The rapid diagnostic tests (RDTs) “had poor performance in P. malariae diagnosis and may threaten the prevention of malaria re-establishment from returned travelers,” the researchers wrote in a study published Wednesday in Malaria Journal. “Improved RDTs or nucleic acid tests for P. malariae cases are urgently needed for the detection of imported cases in the future.”
Malaria RDTs are used with the aim of obtaining an accurate and timely diagnostic and preventing disease outbreaks. Non-molecular rapid tests, which do not detect nucleic acids, generally have lower sensitivity and specificity than tests that use molecular technologies.

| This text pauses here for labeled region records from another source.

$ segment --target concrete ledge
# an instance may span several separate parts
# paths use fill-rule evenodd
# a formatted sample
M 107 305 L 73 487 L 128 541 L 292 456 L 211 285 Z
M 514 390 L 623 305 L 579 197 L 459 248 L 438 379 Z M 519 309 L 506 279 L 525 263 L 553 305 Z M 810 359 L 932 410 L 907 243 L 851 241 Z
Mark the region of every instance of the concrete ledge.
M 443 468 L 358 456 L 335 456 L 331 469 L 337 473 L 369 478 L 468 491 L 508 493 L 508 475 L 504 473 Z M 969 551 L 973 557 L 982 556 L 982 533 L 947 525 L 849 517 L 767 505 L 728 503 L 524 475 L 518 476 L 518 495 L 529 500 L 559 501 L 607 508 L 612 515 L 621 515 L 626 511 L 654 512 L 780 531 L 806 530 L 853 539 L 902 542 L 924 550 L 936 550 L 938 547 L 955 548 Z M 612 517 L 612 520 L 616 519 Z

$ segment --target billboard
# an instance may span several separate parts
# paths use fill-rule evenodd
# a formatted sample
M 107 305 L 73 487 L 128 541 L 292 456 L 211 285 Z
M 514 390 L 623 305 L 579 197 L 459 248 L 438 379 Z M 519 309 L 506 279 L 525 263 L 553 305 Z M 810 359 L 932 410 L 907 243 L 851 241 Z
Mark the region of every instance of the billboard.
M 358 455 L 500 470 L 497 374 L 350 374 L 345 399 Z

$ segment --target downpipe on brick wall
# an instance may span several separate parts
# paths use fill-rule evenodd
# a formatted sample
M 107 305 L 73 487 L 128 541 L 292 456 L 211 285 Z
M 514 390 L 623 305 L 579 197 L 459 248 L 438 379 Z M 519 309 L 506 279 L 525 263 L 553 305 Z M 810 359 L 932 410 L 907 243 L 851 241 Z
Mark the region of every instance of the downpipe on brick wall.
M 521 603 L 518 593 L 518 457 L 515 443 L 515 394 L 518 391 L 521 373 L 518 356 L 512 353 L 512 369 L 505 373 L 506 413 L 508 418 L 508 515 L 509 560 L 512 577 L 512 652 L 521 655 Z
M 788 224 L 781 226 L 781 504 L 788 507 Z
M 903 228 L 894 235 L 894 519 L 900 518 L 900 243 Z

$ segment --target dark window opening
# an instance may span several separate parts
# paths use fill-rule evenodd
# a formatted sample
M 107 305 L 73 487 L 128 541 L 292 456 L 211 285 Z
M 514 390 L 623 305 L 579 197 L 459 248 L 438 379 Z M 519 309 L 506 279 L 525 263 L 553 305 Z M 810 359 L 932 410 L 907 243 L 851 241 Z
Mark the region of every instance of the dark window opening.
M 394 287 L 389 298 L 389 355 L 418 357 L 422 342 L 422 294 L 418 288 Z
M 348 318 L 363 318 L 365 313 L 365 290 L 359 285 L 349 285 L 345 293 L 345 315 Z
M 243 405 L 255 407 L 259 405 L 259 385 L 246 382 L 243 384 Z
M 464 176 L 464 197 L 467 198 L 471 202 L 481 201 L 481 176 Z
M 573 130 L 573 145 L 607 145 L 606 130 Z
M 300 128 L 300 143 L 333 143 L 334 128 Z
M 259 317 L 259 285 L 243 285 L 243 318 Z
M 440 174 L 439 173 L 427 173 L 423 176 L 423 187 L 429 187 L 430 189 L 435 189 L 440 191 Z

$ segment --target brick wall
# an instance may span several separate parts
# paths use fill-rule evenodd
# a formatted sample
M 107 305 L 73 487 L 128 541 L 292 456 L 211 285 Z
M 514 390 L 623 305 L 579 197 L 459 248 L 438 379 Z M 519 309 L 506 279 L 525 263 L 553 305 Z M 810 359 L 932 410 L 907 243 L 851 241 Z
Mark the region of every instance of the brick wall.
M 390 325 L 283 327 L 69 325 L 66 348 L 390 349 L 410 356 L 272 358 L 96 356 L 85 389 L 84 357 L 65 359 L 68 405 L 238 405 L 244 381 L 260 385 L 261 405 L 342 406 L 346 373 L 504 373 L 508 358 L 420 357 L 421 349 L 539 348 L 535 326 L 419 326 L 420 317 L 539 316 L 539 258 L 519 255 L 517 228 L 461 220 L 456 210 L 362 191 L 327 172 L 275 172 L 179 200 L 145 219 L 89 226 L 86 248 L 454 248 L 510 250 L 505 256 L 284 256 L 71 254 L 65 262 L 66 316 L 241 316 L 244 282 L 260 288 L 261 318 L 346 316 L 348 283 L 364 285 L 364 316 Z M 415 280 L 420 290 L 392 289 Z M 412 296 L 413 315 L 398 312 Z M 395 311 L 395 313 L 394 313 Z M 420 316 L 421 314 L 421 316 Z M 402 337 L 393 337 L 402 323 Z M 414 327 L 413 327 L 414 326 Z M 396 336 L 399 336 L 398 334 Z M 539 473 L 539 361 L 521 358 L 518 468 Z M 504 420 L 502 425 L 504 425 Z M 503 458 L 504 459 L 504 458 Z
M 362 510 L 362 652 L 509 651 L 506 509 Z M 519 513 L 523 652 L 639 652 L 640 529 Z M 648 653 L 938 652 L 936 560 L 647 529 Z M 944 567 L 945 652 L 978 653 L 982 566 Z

The Malaria Journal study analyzed epidemiological features and diagnosis patterns of imported cases from 2013 to 2020 in Jiangsu Province. The investigators evaluated the sensitivity of four parasite enzyme lactate dehydrogenase-targeting RDTs and one aldolase-targeting RDT.
“The RDTs had a low detection rate (39/69, 56.5%) among P. malariae cases,” the researchers wrote, adding that all tested RDT brands had poor performance.